Circos plots enable visualisation of large amounts of data but can be
cumbersome to produce. EpiViz
is intended to streamline and enable the
efficient creation of Circos plots for a range of data typicaly used by
epidemiologists.
EpiViz
was designed with metabolite association analyses in mind.
These analyses involve hundreds of metabolites which can be grouped
together in different combinations. Of particular interest in these
studies is how groups of metabolites behave rather than individual
metabolites. In this instance we use the sections of the Circos plot to
plot individual groups of metabolites and look at the overall picture
for that group of metabolites.
The application and R
package build on the
Circlize
and
ComplexHeatmap
R
packages to make prodcuing Circos plots quicker and easier for
reserachers. For researchers with little expeirence in R
the web
application is recommended. For reserachers with some experience the R
package is recommended. See the README files for specific uses of the
web application
and R
package.
Circular layouts provide a unique way to visualise large amounts of
information. An alternative approach is the
rainplot
. However, if you
have less than 50 data points (i.e. less than 50 rows in a data frame)
you should try visualising your data using forest plots -
ggforestplot
and forest_plot_1_to_many()
from
TwoSampleMR
.
Luo, S., Lam, H.S., Chan, Y.H. et al. Assessing the safety of lipid-modifying medications among Chinese adolescents: a drug-target Mendelian randomization study. BMC Med 21, 410 (2023). https://doi.org/10.1186/s12916-023-03115-y
Bos, M.M., Goulding, N.J., Lee, M.A. et al. Investigating the relationships between unfavourable habitual sleep and metabolomic traits: evidence from multi-cohort multivariable regression and Mendelian randomization analyses.
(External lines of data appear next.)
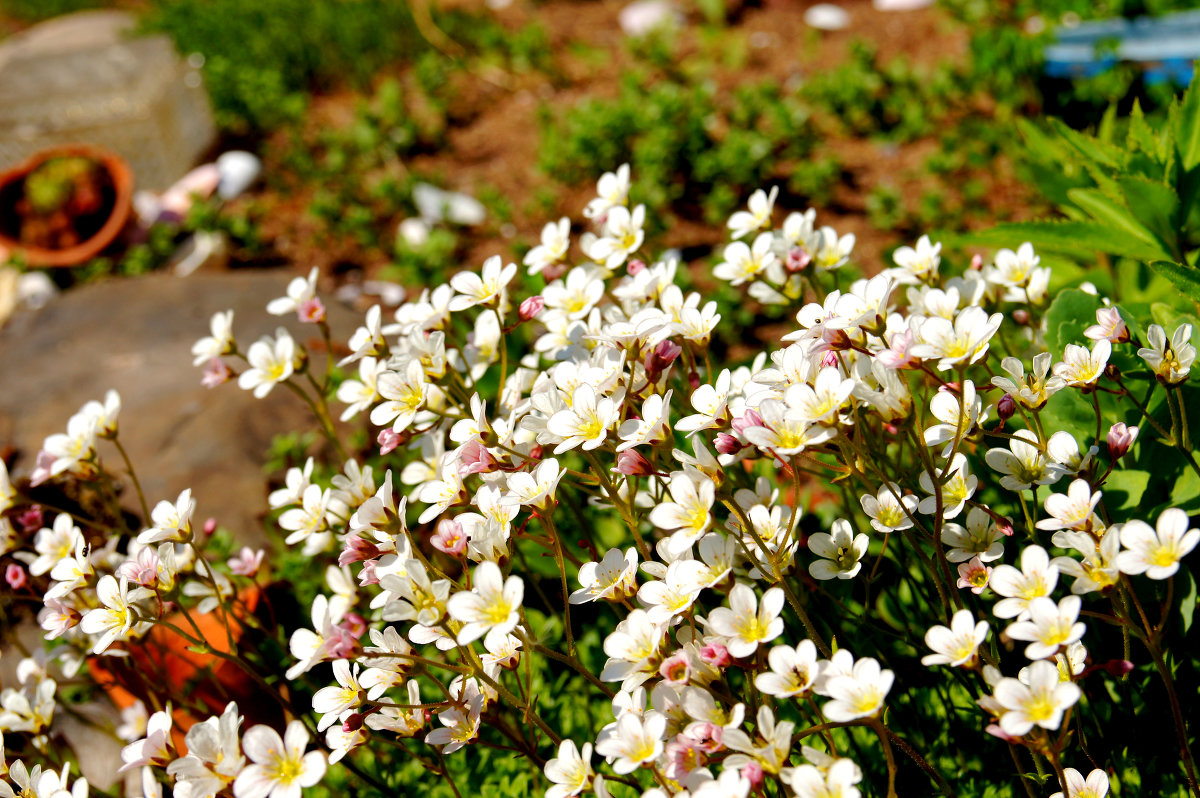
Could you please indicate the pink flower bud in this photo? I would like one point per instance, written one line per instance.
(449, 538)
(715, 654)
(388, 441)
(631, 463)
(663, 355)
(749, 419)
(727, 444)
(1006, 407)
(531, 307)
(355, 550)
(15, 575)
(354, 623)
(753, 773)
(216, 372)
(367, 575)
(31, 520)
(798, 259)
(676, 669)
(1120, 439)
(311, 311)
(474, 459)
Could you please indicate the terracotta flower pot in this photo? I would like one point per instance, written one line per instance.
(12, 189)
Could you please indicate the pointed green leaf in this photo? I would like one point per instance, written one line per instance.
(1078, 239)
(1186, 125)
(1089, 145)
(1157, 207)
(1113, 215)
(1186, 277)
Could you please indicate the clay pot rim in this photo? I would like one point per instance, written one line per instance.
(123, 184)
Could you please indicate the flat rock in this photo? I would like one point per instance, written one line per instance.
(135, 335)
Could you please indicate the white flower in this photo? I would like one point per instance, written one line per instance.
(219, 343)
(957, 345)
(1157, 552)
(1049, 627)
(1037, 577)
(792, 671)
(280, 767)
(405, 393)
(744, 222)
(1171, 361)
(747, 623)
(1073, 510)
(492, 604)
(841, 552)
(570, 771)
(917, 264)
(634, 742)
(1080, 367)
(858, 694)
(743, 263)
(888, 513)
(1041, 702)
(115, 618)
(1023, 463)
(556, 238)
(172, 522)
(689, 511)
(486, 288)
(586, 421)
(615, 577)
(1095, 786)
(957, 645)
(300, 291)
(271, 361)
(612, 190)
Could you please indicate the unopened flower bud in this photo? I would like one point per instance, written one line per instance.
(31, 519)
(531, 307)
(663, 355)
(1006, 407)
(449, 538)
(633, 463)
(753, 773)
(715, 654)
(311, 311)
(749, 419)
(798, 258)
(15, 575)
(727, 444)
(388, 441)
(216, 372)
(1120, 439)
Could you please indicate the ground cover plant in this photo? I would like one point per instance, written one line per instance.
(941, 525)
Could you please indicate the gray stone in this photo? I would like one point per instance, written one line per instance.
(136, 335)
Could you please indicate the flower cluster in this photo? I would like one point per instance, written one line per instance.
(737, 624)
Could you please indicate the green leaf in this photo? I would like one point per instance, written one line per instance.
(1091, 148)
(1186, 126)
(1131, 484)
(1188, 605)
(1071, 312)
(1156, 207)
(1109, 214)
(1078, 239)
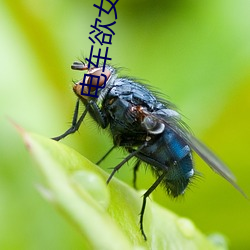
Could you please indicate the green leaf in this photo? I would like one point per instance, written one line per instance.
(106, 215)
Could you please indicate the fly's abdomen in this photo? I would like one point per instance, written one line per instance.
(170, 155)
(180, 166)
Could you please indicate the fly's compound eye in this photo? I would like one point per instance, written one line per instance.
(94, 79)
(152, 125)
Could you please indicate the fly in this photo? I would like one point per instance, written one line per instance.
(149, 128)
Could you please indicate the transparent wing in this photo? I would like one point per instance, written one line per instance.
(175, 124)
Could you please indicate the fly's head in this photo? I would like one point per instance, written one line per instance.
(94, 82)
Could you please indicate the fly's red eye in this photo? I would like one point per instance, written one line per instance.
(97, 75)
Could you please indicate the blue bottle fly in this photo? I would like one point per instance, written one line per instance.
(148, 127)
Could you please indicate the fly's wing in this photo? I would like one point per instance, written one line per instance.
(175, 124)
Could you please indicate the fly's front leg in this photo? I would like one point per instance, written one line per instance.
(75, 124)
(93, 109)
(125, 160)
(145, 196)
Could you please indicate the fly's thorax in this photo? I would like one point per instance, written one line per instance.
(93, 77)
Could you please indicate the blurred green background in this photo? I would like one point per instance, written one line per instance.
(195, 52)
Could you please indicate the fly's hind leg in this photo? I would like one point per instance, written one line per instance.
(145, 196)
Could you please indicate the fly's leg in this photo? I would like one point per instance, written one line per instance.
(90, 107)
(145, 196)
(105, 155)
(136, 167)
(75, 124)
(124, 161)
BMC Med 19, 69 (2021). https://doi.org/10.1186/s12916-021-01939-0
Please cite the web application and R
package as follows:
Lee M. A, Mahmoud O, Hughes D, Wade K. H, Corbin L. J, McGuinness L. J, Timpson N. J. Epiviz: an implementation of Circos plots for epidemiologists. 2020. https://github.com/mattlee821/EpiViz
Gu Z, Gu L, Eils R, Schlesner M, Brors B. circlize Implements and enhances circular visualization in R. Bioinformatics. 2014;30(19):2811–2812. doi:10.1093/bioinformatics/btu393
Gu Z, Eils R, Schlesner M. Complex heatmaps reveal patterns and correlations in multidimensional genomic data. Bioinformatics. 2016;32(18):2847–2849. doi:10.1093/bioinformatics/btw313
Circos plots are composed of six elements: template, plotting space,
tracks, sections, data, legend. The template element is a square of
defined proportions within which information is plotted. Each additional
element is layered onto the template one after the other. The plotting
space element is an empty circle which is layered and centered on top of
the template. Data is plotted on to the plotting space. An optional
extra of the Circos plot, the legend element takes the dimensions of the
template and creates a seperate plotting space that can be layered on to
the bottom of the template element.
The plotting space is seperated into tracks and sections. Tracks are
laid down as rings within the plotting space. Each track represents a
single element of information such as an exposure. Tracks are numbered
from the outside to the centre of the circle and coloured seperately.
Sections divide the plotting space into distinct groups, much like a pie
chart. Sections are defined by the data and usually represent groups of
outcomes such as metabolite classes. A section track is laid at the
outside of the tracks to give a header element for each section. The
section header is referenced in the legend element.
Once the template, plotting space, tracks and sections are laid down,
coordinates for each section and track location can be called to plot
the data element. Each track and section coordinate, e.g. track 2
section 3, is treated as an individual plotting space. As such, data can
be plotted based on the following coordinates: track, section, X, Y.
The X axis of each track is defined by the number of rows in the data
frame, i.e a data frame with 100 rows will have an X axis of length
100 with each row given an X axis coordinate from 1:100. The Y axis
is defined by the minimum and maximum of the data for that track. As
such, each track and section coordinate, e.g. track 2 section 3, can be
considered an individual plot with a Y axis that is shared by all of
the sections in that track. For each position on the X axis the label
element of each row is plotted outside of the section header.